Publicada em 2005, nesta obra José Saramago
traz um cenário inusitado por ser algo inconcebível para a finitude da existência
humana: a ausência da morte. Já no inicio, a frase tema: “No dia seguinte ninguém morreu”.
O resto será um desmembramento desta tese inicial e uma análise
filosófica e sociológica dos impactos de semelhante acontecimento em um mundo
que, de certa forma, tem a morte como o limiar de tudo o que faz.
A obra divide-se em três partes: na
primeira, é narrada a repercussão da ausência da morte na cidade e a reação
diante de tal fato; na segunda, a morte é personificada e envia uma carta
comunicando seu retorno e informando também que cada habitante que teve seu
destino adiado, teria um prazo de uma semana para colocar sua vida em ordem e
depois morrer; na terceira, um violoncelista que recebera uma dessas cartas
dialoga com a morte, de forma que ela seja humanizada.

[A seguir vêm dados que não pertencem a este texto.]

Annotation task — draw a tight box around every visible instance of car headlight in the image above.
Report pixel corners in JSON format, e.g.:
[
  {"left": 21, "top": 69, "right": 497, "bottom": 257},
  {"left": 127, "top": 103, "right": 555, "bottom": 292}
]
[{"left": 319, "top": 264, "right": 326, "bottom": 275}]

A ausência de atividade da morte
provoca um estado de desconforto, refletido principalmente nas famílias,
hospitais, governo, funerárias, cemitérios, seguradoras e muitas estruturas que
vivem da logística criada para viabilizar conforto aos vivos. É como se ela
fosse um fator insubstituível para o bom andamento da estrutura vigente e para
a renovação do ciclo vital. Talvez esse estado de latência seja o que permite
conhecer o real temor diante da morte: o medo de que ela traga um estado de
inércia intransponível, de modo que tudo fique sucumbido a se cristalizar no
tempo e no espaço, em uma completa e eterna inatividade. Por outro lado, a
terrível ideia de eternidade passa a ser ainda mais insustentável aos mortais,
uma vez que a existência mundana não é suficiente para responder aos mistérios
que um possível além-mundo possa encerrar. Desta forma, não morrer seria estar
eternamente preso a não descoberta do sobrenatural e, portanto, ao conformismo
com o mundo presente.
Na materialização da morte quando
esta se apaixona pelo violoncelista, vê-se um interessante paradoxo. A começar
pela sua forma física nos moldes de uma linda mulher, diferentemente da figura
consagrada pelas artes, pinturas e literaturas medievais, como um esqueleto em
vestes monásticas e uma foice à mão. O envolvimento da morte com o artista traz
à tona uma relação contraditória: a morte se apaixona pela vida. Dessa forma, o
anúncio de seu retorno é colocado diretamente em xeque com a natureza de sua
razão de ser e existir.
Como a própria abordagem do tema já
sugere, Saramago dá um tom hilário à questão. As reações das estruturas sociais
frente à ausência da morte são evidenciadas de forma cômica, a fim de
demonstrar que os princípios econômicos, éticos, políticos e religiosos, que
regem a sociedade são vulgares e fúteis diante das verdadeiras aspirações
humanas. O regime capitalista e empresarial é tão frágil que se torna o
primeiro a entrar em colapso. No entanto, o medo da inflexibilidade da morte é
verdadeiro. Quando ela entra em greve, muitos ensinamentos são percebidos à
medida que confronta diretamente os valores já consagrados. Com isso, Saramago
mostra que os princípios éticos defendidos socialmente são deixados de lado
quando uma crise abrange o contexto geral, lançando um desafio cruel aos
filósofos e religiosos.
Um dos grandes méritos da obra do
escritor português, é que ela não encerra em si todas as reflexões possíveis,
mas instiga ao leitor refletir a seu modo, as implicações de tal ausência. Com
isso, pode embarcar em avaliações distintas com base no ângulo que melhor lhe
convier. Enfim, a obra permite uma verdadeira jornada filosófica sobre a
necessidade substancial de que as coisas se findem em algum momento, a fim de
garantir o estado de estabilidade que elas proporcionam. Ter consciência desse
fim é condição necessária para vivenciar bem o espaço limite em que a vida se
manifesta.
SARAMAGO,
José. As Intermitências da Morte. São
Paulo: Companhia das Letras, 2005. 2007 pgs.